First Person: From the Screenwriters Lab

By D.W. Harper

At my first meeting at the Sundance Screenwriters Lab, I saw that the title of my screenplay, Dreamland, was circled, and creative advisor Zach Sklar had scrawled “I love the title!” next to it. I guess it hadn’t occurred to me in a long time, but I suddenly thought to myself “hey, I love the title too,” and then, more or less all at once, realized the Lab wasn’t going to be how I imagined it, at all. I was more used to industry pitch meetings that began with questions like “what’s this weird title mean?” (the script is about the guy that bombed the Oklahoma City Building, after all) and then went downhill from there.

I’m not sure how I imagined it going: maybe 14 people with long white beards (women included) possibly wearing gowns, holding up score cards? Something as ludicrous, probably. Certainly not, “I love the title!” Definitely not Zach Sklar – who more or less is the one person in the world I would have wanted look at my screenplay – talking to me with genuine excitement about what was actually good and bad about the script.

It was after breakfast, and Zach and I were sitting at one of the tables, the bright light bouncing off the snow outside making it seem much earlier than it was. Across from us, Allison Anders was talking to Adam Bhala Lough about his new project, I think maybe David Veloz was talking with Vald Lazar at another table. Someone else was over by the fireplace. Ski jackets and scarves were everywhere. It was a great room to be in.

So it was my first meeting of the workshop, and I spent the first ten minutes feeling goofily self conscious. After that, I got on task and starting listening to everything Zach had to say; some of the most incisive, respectful, and useful things that have ever been said about my script. I did a lot of talking too, probably more than I should have. But Zach clearly got it – the good and the bad. I got really excited and wanted to talk for hours, and that’s what happened, miraculously, in every meeting.

The advisors are all people who understand that whatever it is that makes a good movie is always a moving target. And as much wisdom and experience as they brought to bear, they also brought a very real humility to the task of helping me with my screenplay, and that’s what was so completely radical about the experience. I went on to meet with Howard Rodman, Craig Lucas, Naomi Foner, David Veloz, and Frank Pierson, and all of them focused on my particular project and its particular life, its needs, its possibilities, appreciating the work and approaching the re-write with the simple sense that we were somehow in this together. Outside of my writing partners and film collective, I hadn’t expected to ever enjoy that kind of community.

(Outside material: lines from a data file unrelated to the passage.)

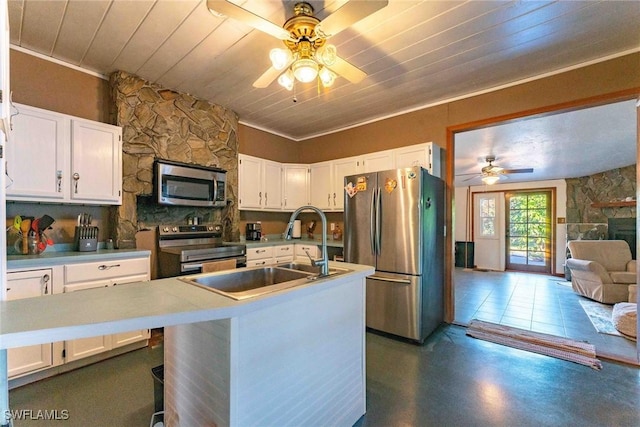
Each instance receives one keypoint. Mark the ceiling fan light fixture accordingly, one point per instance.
(286, 80)
(490, 179)
(305, 70)
(327, 54)
(280, 58)
(327, 77)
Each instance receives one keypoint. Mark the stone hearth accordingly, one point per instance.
(162, 124)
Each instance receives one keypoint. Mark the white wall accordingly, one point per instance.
(460, 206)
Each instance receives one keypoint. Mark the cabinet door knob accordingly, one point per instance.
(76, 178)
(46, 279)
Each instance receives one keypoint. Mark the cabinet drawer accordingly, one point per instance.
(260, 262)
(283, 250)
(259, 253)
(301, 250)
(95, 271)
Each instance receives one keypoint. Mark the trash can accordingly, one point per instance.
(464, 254)
(158, 388)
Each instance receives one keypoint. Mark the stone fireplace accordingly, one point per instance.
(158, 123)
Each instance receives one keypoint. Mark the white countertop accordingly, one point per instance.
(140, 305)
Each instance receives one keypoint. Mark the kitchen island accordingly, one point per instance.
(294, 356)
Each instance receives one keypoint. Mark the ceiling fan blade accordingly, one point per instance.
(524, 170)
(347, 70)
(347, 15)
(226, 8)
(267, 78)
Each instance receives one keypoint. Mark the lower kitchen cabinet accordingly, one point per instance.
(260, 256)
(83, 276)
(284, 254)
(302, 249)
(27, 284)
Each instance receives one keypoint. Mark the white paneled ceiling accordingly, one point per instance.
(416, 53)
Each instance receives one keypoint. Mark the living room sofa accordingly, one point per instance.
(601, 270)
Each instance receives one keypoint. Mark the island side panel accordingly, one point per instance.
(196, 373)
(302, 362)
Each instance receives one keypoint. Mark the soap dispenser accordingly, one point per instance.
(337, 233)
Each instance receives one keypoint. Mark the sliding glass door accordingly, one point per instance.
(529, 231)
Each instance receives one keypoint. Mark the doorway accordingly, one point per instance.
(529, 231)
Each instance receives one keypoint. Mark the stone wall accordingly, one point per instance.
(162, 124)
(587, 222)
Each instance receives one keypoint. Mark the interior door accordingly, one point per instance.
(529, 239)
(488, 230)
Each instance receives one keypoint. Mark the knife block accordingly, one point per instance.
(86, 238)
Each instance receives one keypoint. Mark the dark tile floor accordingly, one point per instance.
(451, 380)
(534, 302)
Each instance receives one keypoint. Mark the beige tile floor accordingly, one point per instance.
(534, 302)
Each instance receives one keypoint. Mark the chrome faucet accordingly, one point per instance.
(324, 261)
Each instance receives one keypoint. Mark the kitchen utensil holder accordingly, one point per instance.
(86, 238)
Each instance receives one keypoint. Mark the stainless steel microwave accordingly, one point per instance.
(190, 185)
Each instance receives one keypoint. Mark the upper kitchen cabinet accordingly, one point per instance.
(295, 186)
(378, 161)
(96, 163)
(426, 155)
(327, 182)
(37, 159)
(259, 183)
(53, 157)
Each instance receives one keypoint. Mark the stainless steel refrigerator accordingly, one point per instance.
(394, 221)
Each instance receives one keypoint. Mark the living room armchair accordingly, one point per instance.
(601, 270)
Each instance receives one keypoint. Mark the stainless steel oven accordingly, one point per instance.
(182, 249)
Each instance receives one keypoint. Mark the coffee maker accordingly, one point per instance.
(253, 231)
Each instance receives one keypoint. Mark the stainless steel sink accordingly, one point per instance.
(251, 282)
(310, 268)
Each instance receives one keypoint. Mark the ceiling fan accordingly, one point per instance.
(491, 173)
(307, 55)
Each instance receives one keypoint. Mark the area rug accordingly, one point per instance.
(549, 345)
(600, 316)
(563, 283)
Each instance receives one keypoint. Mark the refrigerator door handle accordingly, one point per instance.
(388, 279)
(378, 221)
(372, 225)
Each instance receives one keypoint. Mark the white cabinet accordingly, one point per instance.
(260, 256)
(295, 186)
(322, 185)
(27, 284)
(283, 254)
(96, 162)
(83, 276)
(36, 156)
(327, 182)
(259, 183)
(378, 161)
(341, 168)
(426, 155)
(53, 157)
(303, 248)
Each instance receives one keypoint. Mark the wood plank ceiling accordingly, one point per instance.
(415, 52)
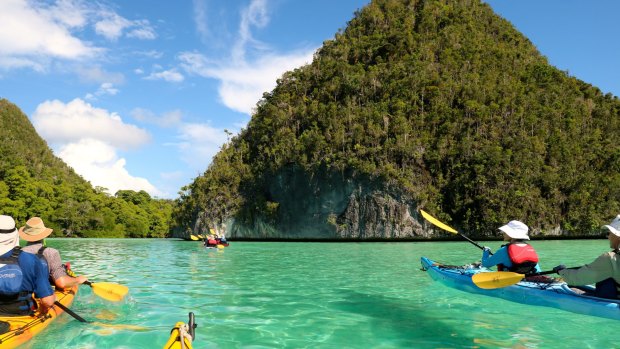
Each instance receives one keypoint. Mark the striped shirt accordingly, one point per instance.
(603, 267)
(52, 256)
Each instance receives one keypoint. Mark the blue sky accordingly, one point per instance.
(137, 94)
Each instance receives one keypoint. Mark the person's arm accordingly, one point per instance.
(58, 272)
(46, 303)
(67, 281)
(42, 288)
(600, 269)
(500, 257)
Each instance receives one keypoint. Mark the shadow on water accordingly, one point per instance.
(408, 321)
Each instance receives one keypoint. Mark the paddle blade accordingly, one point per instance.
(109, 291)
(437, 223)
(496, 279)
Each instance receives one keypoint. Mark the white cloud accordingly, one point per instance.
(200, 19)
(58, 122)
(106, 88)
(243, 85)
(112, 26)
(87, 139)
(98, 163)
(30, 32)
(144, 31)
(99, 75)
(243, 80)
(171, 75)
(165, 120)
(199, 143)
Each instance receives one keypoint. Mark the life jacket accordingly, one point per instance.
(13, 301)
(42, 257)
(523, 258)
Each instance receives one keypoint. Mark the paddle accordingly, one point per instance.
(108, 290)
(69, 311)
(499, 279)
(447, 228)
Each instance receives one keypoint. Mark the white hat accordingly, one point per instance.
(9, 237)
(614, 226)
(515, 230)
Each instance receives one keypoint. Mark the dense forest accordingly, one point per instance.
(444, 100)
(34, 182)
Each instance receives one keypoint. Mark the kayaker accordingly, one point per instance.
(34, 232)
(211, 241)
(21, 275)
(517, 255)
(604, 271)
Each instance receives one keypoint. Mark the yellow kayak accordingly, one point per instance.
(182, 334)
(23, 328)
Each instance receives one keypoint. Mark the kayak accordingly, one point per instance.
(182, 335)
(539, 291)
(17, 330)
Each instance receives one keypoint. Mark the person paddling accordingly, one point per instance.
(604, 271)
(21, 275)
(517, 255)
(34, 232)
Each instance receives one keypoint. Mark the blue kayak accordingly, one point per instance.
(547, 292)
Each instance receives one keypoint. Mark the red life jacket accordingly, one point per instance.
(523, 258)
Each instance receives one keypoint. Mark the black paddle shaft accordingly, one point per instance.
(70, 312)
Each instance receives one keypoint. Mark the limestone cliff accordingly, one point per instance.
(439, 104)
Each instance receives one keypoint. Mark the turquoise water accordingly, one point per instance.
(308, 295)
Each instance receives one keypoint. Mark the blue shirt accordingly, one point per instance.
(35, 275)
(499, 257)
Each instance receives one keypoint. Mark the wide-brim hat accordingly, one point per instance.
(34, 230)
(614, 226)
(8, 234)
(516, 230)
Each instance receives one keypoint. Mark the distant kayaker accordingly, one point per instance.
(21, 274)
(517, 255)
(34, 232)
(604, 271)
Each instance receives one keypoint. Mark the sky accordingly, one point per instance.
(140, 94)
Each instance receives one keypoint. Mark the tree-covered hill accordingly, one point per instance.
(429, 104)
(34, 182)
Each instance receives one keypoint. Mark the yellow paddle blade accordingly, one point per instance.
(109, 291)
(496, 279)
(437, 223)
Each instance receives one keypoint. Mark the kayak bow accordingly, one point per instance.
(539, 291)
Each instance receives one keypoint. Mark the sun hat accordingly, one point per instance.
(614, 226)
(34, 230)
(8, 234)
(516, 230)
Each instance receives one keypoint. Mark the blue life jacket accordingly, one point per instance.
(11, 275)
(13, 301)
(42, 257)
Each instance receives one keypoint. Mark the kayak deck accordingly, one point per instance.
(554, 294)
(24, 328)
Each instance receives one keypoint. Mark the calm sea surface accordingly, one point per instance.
(308, 295)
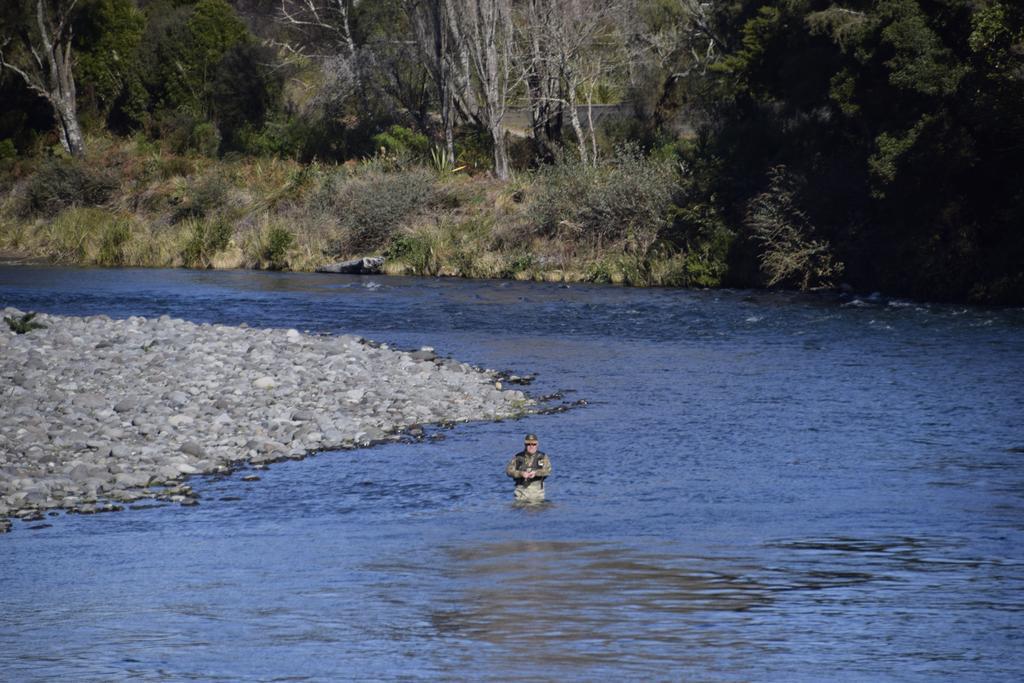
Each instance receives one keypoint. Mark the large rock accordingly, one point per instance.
(370, 265)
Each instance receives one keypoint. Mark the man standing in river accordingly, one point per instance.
(528, 468)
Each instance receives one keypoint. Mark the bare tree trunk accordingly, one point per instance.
(570, 95)
(48, 72)
(590, 123)
(432, 27)
(486, 32)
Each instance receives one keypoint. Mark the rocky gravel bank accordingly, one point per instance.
(97, 412)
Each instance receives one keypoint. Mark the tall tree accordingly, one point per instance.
(484, 28)
(36, 44)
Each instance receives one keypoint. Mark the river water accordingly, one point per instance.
(763, 486)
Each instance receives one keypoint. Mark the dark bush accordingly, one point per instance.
(369, 208)
(626, 201)
(275, 247)
(61, 182)
(207, 240)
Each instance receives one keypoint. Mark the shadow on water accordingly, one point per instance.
(762, 486)
(593, 604)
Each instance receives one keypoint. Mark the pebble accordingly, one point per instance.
(154, 400)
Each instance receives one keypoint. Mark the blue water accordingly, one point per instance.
(763, 486)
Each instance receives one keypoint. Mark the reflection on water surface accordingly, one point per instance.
(762, 486)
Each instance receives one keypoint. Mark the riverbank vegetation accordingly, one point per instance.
(794, 143)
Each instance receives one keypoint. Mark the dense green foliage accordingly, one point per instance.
(773, 142)
(887, 135)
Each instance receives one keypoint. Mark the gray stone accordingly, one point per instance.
(126, 404)
(358, 266)
(194, 449)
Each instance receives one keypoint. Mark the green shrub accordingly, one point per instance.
(112, 245)
(278, 242)
(23, 324)
(419, 252)
(202, 198)
(625, 202)
(370, 207)
(62, 182)
(400, 140)
(208, 238)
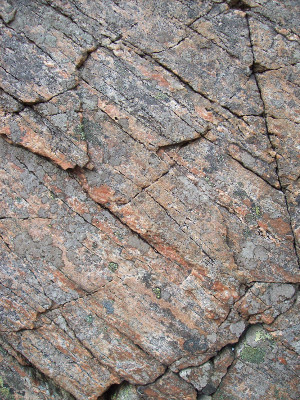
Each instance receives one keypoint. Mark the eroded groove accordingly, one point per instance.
(282, 188)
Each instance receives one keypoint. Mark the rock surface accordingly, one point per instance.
(149, 180)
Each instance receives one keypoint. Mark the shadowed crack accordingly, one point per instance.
(282, 188)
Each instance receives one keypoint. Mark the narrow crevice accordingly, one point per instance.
(239, 5)
(282, 188)
(37, 375)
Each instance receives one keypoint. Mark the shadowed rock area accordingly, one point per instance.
(150, 192)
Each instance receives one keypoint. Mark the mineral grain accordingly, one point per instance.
(149, 181)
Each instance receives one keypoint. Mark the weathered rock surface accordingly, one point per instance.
(149, 180)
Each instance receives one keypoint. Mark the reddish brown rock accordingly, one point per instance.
(168, 385)
(149, 169)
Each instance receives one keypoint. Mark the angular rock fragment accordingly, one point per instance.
(149, 173)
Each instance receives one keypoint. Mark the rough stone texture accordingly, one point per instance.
(149, 180)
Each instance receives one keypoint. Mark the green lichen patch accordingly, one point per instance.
(157, 292)
(90, 319)
(262, 335)
(254, 355)
(5, 392)
(113, 266)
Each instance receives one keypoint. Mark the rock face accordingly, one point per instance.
(149, 219)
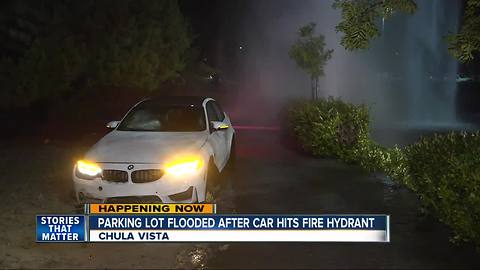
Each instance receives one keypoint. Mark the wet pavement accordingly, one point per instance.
(273, 177)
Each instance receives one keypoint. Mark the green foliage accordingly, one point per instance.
(126, 43)
(360, 24)
(360, 19)
(444, 170)
(330, 127)
(309, 51)
(310, 54)
(446, 175)
(466, 42)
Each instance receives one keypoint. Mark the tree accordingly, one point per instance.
(310, 54)
(360, 20)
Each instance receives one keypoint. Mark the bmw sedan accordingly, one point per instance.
(168, 149)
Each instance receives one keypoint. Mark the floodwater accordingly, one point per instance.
(275, 178)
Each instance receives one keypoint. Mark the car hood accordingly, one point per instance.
(144, 147)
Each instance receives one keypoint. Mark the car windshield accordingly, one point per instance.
(150, 116)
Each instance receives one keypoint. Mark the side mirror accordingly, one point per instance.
(113, 124)
(217, 125)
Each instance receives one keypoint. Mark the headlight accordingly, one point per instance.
(87, 170)
(184, 166)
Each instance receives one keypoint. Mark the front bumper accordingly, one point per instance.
(165, 188)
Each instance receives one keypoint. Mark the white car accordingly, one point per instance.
(165, 149)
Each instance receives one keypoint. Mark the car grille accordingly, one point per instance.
(134, 199)
(115, 176)
(145, 176)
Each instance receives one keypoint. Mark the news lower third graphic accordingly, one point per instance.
(197, 223)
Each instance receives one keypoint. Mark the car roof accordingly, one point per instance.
(177, 100)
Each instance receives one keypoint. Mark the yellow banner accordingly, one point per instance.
(177, 208)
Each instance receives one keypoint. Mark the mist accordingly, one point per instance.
(406, 77)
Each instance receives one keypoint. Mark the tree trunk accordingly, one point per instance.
(312, 82)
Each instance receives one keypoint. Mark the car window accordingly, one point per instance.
(214, 112)
(154, 117)
(218, 110)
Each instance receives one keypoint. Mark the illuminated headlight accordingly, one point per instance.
(87, 170)
(184, 166)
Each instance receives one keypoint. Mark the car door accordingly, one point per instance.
(219, 138)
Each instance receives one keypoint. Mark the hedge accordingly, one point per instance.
(443, 170)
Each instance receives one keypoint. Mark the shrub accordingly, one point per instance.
(330, 127)
(444, 170)
(445, 173)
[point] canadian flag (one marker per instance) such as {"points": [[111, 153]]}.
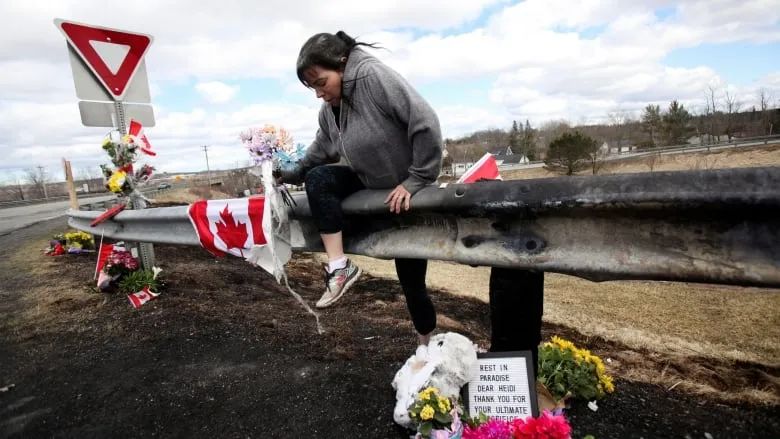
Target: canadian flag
{"points": [[141, 297], [486, 168], [229, 226], [136, 130]]}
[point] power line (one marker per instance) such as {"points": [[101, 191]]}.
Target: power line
{"points": [[208, 170], [43, 181]]}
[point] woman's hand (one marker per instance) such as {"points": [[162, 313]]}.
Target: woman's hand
{"points": [[397, 198]]}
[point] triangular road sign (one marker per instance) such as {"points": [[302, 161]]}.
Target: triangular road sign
{"points": [[112, 55]]}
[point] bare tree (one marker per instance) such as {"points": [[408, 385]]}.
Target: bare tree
{"points": [[764, 102], [652, 160], [711, 114], [38, 179], [618, 121], [732, 106]]}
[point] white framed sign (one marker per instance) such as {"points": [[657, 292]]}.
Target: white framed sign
{"points": [[502, 386]]}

I met the other advisors, too. . .at dinner, at screenings, at drinks. I yelled at Guillermo Arriaga for claiming that, “America is a meritocracy,” and I was yelled at by Frank Pierson for my rather economical first film.I talked about music some - but not nearly enough - with Allison Anders... And hanging out with the other Fellows was as much a privilege, and as edifying, as any of the formal meetings. These are the people who will make the movies that I will love, and I hope to make a movie they will love – and that sense of fraternity is, now that I think of it, maybe one of the best things I took from Lab.

Now, I don’t like these kinds of things – wrap-up letters from the club retreat, concert reviews, party reports, whatnot - they’re so often problematic, and rarely do justice to the event, nor, do they usually serve any clear purpose past self-congratulation. But, smiling, here goes: I have say how enormously happy I am that the workshop truly was, above all, about the work and about making a community. I am profoundly grateful to Michelle and Matthew and Michael and Ilyse and Alesia and everyone else who worked so hard to provide this amazing environment for good honest work and community to grow. Community is so rare to come by, and it is only through the vision and sweat of people like Michelle that community is ever forged.

I returned to my life and my ten dozen commitments and the great scrambling mess of trying to get my next movie made feeling very different, not simply because of the support, the direction and advice, the connections made. But because, most of all, of the great counter-example that the workshop represents to the film business as usual. We’re in this thing together, after all.

D.W. Harper was in residence at the January Screenwriters Lab to develop Dreamland, his current feature film project which looks into the heart and mind of Timothy McVeigh.